DETAILED DESCRIPTION
[0024] Reference will now be made in detail to exemplary
embodiments, examples of which are illustrated in the accompanying
drawings. The following description refers to the accompanying
drawings in which the same numbers in different drawings represent
the same or similar elements unless otherwise represented. The
implementations set forth in the following description of exemplary
embodiments do not represent all implementations consistent with
the invention. Instead, they are merely examples of apparatuses,
systems and methods consistent with aspects related to the
invention as recited in the appended claims.
[0025] The apparatus and system disclosed herein can be used in
various neural network-based architectures, such as convolutional
neural networks (CNNs), recurrent neural networks (RNNs), or the
like, and can be configured for architectures such as neural
network processing units (NPUs) or the like.

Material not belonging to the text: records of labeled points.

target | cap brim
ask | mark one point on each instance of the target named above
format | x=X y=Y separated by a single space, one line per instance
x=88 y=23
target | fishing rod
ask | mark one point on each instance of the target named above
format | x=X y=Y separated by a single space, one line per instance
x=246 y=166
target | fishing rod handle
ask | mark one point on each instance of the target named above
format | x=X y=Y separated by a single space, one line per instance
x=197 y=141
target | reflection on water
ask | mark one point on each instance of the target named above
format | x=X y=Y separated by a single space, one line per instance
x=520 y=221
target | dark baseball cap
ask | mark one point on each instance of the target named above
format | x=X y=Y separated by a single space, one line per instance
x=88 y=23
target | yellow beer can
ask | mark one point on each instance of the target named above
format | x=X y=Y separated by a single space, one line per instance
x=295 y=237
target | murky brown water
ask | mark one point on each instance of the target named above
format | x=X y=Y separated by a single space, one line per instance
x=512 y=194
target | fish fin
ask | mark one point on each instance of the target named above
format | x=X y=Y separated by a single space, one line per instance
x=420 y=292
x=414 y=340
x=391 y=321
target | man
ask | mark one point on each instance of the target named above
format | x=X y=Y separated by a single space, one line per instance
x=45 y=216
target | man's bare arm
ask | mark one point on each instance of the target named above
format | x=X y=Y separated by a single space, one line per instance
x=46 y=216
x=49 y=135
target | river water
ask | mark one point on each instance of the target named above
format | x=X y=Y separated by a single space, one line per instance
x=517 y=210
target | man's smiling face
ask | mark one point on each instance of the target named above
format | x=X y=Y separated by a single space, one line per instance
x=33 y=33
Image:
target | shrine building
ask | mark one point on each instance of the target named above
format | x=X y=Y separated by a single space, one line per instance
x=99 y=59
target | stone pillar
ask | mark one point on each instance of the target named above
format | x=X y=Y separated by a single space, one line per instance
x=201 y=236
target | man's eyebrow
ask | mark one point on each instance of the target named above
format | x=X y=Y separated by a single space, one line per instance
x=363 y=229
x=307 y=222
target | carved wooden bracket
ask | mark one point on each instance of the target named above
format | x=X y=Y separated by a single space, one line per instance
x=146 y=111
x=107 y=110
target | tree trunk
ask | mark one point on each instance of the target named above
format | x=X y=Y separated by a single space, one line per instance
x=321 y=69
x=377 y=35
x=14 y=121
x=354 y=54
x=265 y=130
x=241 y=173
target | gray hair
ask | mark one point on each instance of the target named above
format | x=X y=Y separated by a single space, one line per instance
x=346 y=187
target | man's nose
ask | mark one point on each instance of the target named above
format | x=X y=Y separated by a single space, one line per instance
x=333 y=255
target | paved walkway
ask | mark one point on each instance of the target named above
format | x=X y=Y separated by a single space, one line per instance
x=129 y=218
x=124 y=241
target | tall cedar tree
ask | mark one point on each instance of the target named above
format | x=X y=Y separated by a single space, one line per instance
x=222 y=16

[0026] FIG. 1 illustrates an exemplary neural network (NN) 100. As
depicted in FIG. 1, neural network 100 can include an input layer
120 that accepts inputs, e.g., input 110-1, . . . , input 110-m.
Inputs can include an image, text, or any other structure or
unstructured data for processing by neural network 100. In some
embodiments, neural network 100 can accept a plurality of inputs
simultaneously. For example, in FIG. 1, neural network 100 can
accept up to m inputs simultaneously. Additionally or
alternatively, input layer 120 can accept up to m inputs in rapid
succession, e.g., such that input 110-1 is accepted by input layer
120 in one cycle, a second input is accepted by input layer 120 in
a second cycle in which input layer 120 pushes data from input
110-1 to a first hidden layer, and so on. Any number of inputs can
be used in simultaneous input, rapid succession input, or the
like.
[0027] Input layer 120 can comprise one or more nodes, e.g., node
120-1, node 120-2, . . . , node 120-a. Each node can apply an
activation function to corresponding input (e.g., one or more of
input 110-1, . . . , input 110-m) and weight the output from the
activation function by a particular weight associated with the
node. An activation function can comprise a Heaviside step
function, a Gaussian function, a multiquadratic function, an
inverse multiquadratic function, a sigmoidal function, a ReLU
function, a Leaky ReLU function, a Tanh function, or the like. A
weight can comprise a positive value between 0.0 and 1.0 or any
other numerical value configured to allow some nodes in a layer to
have corresponding output scaled more or less than output
corresponding to other nodes in the layer.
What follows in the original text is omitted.